Layout-controlled multi-view image generation
The figure shows the multi-view image generation effect with layout projection as input.Adjust the layout: Precisely control the generated results
The upper part of the figure shows the diversity of generated results and the modules below The importance of design. The lower part shows the results of perturbing the vehicle directly behind, including the generation effects of moving, turning, colliding and even floating in the air.Layout controlled multi-view video generation
Generate subsequent frames based on the text description of the input frame
Use a single frame image as input to construct subsequent frame driving scenes based on the text description of the main car/other cars. The first three rows and the fourth row in the figure show the generation effect after text description control of the behavior of the main vehicle and other vehicles respectively. (The green box is the input, the blue box is the output)
Generate subsequent frames directly based on the input frame
No need for other controls, only Use a single frame of image as input to predict subsequent frames of driving scenes. (The green box is the input, the blue box is the output)DrivingDiffusion first artificially constructs all 3D true values (obstacles/road structures) in the scene. After projecting the true values into Layout images, this is used as model input to obtain the multi-camera perspective. Real images/videos. The reason why 3D true values (BEV views or encoded instances) are not used directly as model input, but parameters are used for post-projection input, is to eliminate systematic 3D-2D consistency errors. (In such a set of data, 3D true values and vehicle parameters are artificially constructed according to actual needs. The former brings the ability to construct rare scene data at will. , the latter eliminates the error of geometric consistency in traditional data production.)
There is still one question left at this time: whether the quality of the generated image/video can meet the usage requirements ? When it comes to constructing scenarios, everyone often thinks of using a simulation engine. However, there is a large domain gap between the data it generates and the real data. The generated results of GAN-based methods often have a certain bias from the distribution of actual real data. Diffusion Models are based on the characteristics of Markov chains that generate data by learning noise. The fidelity of the generated results is higher and is more suitable for use as a substitute for real data. DrivingDiffusion directly generatessequential multi-view views according to artificially constructed scenes and vehicle parameters, which can not only be used as a reference for downstream autonomous driving tasks Training data can also be used to build a simulation system for feedback on autonomous driving algorithms.
The "artificially constructed scene" here only contains obstacles and road structure information, but DrivingDiffusion's framework can easily introduce layout information such as signboards, traffic lights, construction areas, and even low-level occupation grid/depth map and other control modes.There are several difficulties when generating multi-view videos:
DrivingDiffusion generates long video process
Single frame multi-view model: generate multi-view key frames,The single-view timing model with frames as additional control and multi-view sharing: perform timing expansion on each view in parallel,
##Consistency Module is divided into two parts: Consistency attention mechanism and Consistency correlation loss.

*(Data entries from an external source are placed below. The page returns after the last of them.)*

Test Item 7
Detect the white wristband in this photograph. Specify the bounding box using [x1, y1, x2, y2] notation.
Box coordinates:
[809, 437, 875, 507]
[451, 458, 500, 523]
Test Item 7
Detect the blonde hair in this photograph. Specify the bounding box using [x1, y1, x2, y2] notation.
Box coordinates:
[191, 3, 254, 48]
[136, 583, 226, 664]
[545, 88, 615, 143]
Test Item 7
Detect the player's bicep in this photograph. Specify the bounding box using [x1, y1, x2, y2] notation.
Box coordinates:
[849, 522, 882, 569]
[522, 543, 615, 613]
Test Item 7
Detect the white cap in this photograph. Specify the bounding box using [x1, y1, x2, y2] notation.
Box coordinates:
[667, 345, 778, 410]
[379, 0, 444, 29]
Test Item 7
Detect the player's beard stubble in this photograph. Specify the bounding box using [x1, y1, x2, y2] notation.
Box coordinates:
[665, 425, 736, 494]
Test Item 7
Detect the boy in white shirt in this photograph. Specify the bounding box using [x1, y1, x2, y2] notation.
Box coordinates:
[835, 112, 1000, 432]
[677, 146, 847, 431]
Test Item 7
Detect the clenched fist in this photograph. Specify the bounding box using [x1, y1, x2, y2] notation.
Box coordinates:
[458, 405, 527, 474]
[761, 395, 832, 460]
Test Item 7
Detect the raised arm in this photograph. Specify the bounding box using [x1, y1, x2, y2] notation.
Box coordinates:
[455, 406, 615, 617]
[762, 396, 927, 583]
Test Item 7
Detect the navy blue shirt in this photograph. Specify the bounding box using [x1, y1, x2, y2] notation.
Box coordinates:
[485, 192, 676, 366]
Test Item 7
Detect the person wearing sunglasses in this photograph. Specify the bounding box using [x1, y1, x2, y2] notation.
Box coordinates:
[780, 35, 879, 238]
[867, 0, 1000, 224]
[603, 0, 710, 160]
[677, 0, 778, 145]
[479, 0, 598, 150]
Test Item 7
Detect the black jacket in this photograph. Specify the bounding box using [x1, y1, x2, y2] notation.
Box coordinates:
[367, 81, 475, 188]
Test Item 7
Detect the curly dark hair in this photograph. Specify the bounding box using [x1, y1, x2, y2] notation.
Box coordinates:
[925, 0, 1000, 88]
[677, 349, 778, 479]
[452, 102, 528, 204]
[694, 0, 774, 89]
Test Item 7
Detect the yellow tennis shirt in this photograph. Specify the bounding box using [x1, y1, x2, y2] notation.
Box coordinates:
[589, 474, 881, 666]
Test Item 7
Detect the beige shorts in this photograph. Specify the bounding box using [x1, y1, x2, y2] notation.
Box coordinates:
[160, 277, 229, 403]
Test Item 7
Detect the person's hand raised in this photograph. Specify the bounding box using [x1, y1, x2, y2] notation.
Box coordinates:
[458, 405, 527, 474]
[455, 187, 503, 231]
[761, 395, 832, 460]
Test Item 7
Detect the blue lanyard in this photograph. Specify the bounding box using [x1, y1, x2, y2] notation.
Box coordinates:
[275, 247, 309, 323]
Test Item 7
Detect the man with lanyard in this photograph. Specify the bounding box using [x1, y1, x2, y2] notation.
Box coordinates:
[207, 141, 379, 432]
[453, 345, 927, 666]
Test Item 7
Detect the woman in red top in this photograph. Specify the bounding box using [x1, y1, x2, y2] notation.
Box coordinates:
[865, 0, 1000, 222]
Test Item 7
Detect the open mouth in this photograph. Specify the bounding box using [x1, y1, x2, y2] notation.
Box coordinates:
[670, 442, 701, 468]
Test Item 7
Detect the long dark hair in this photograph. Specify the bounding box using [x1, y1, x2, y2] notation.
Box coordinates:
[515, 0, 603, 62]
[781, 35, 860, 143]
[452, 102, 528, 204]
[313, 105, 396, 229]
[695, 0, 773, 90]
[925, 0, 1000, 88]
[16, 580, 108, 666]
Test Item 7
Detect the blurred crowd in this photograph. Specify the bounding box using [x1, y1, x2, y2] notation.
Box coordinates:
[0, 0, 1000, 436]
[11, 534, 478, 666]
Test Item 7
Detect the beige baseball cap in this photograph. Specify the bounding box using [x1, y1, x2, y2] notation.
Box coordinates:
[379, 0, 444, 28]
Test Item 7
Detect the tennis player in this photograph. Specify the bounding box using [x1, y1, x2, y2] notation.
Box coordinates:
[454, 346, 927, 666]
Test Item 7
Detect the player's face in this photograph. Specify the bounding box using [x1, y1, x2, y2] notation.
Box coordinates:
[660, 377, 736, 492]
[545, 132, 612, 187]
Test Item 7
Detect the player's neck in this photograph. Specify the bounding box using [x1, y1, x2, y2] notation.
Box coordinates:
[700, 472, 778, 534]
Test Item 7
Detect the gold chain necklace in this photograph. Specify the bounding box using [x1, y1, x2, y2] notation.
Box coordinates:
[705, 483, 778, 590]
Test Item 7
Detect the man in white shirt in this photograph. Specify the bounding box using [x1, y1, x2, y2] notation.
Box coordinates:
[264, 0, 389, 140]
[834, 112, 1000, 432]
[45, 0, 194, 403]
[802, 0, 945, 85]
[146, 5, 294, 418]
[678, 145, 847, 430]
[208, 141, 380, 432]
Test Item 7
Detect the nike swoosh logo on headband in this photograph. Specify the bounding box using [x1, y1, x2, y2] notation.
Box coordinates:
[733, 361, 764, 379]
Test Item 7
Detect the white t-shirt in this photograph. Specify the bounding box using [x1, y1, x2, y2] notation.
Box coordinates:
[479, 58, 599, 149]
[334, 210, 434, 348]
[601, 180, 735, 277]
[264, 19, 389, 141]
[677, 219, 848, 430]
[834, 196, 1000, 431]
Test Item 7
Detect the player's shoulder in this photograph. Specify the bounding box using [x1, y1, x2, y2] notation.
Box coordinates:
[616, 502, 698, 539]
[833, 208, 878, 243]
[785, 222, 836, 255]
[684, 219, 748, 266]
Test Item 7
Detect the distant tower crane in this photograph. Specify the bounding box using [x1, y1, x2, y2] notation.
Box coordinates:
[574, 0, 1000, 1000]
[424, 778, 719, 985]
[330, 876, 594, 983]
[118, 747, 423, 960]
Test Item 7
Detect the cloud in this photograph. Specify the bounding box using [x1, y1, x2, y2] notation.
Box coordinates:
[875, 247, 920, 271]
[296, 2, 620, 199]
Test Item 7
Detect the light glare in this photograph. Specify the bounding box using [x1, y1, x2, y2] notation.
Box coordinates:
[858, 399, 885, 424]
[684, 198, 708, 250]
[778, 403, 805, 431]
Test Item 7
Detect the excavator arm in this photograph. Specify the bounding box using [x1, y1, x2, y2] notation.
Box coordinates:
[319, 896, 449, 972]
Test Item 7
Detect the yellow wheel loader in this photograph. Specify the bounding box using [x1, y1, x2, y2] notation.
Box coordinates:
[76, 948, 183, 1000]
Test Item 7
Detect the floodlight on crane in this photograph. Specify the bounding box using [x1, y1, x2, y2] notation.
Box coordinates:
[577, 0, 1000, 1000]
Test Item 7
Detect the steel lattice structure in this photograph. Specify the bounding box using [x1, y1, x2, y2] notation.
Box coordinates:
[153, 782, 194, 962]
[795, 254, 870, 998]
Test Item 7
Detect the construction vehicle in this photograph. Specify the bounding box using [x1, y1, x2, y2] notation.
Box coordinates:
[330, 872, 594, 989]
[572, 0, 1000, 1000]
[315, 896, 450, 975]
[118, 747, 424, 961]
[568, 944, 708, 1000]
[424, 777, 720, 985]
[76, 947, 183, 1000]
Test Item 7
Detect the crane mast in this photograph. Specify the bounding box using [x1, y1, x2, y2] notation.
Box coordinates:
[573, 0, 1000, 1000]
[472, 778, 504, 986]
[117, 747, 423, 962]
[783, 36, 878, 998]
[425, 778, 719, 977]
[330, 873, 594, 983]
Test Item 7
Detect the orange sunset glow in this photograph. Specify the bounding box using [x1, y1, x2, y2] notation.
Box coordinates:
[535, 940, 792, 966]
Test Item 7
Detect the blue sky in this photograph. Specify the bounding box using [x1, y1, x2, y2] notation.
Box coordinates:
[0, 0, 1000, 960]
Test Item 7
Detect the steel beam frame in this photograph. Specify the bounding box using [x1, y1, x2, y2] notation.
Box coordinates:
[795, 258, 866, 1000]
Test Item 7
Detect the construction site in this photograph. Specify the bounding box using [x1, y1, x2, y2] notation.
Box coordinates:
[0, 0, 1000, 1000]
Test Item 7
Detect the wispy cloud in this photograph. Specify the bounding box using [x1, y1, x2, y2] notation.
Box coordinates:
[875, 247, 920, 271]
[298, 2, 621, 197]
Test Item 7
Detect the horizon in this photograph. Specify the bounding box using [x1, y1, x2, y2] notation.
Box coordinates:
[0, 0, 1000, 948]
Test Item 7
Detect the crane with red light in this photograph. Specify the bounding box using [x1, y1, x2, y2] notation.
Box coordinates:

The consistency attention mechanism focuses on the interaction between adjacent views and timing-related frames. Specifically, for cross-frame consistency, it only focuses on the information interaction between left and right adjacent views that overlap. For the timing model, each Frame only focuses on keyframes and the previous frame. This avoids the huge computational load caused by global interactions. The consistent correlation loss adds geometric constraints by pixel-level correlation and regression of pose, whose gradient is provided by a pre-trained pose regressor. The regressor adds a pose regression head based on LoFTR and is trained using the true pose values on the real data of the corresponding data set. For multi-view models and time series models, this module supervises the camera relative pose and main vehicle motion pose respectively.Local Prompt and Global Prompt cooperate to reuse the parameter semantics of CLIP and stable-diffusion-v1-4 to locally enhance specific category instance areas. As shown in the figure, based on the cross-attention mechanism of image tokens and global text description prompts, the author designs a local prompt for a certain category and uses the image token in the mask area of the category to query the local prompt. This process makes maximum use of the concept of text-guided image generation in the open domain in the original model parameters.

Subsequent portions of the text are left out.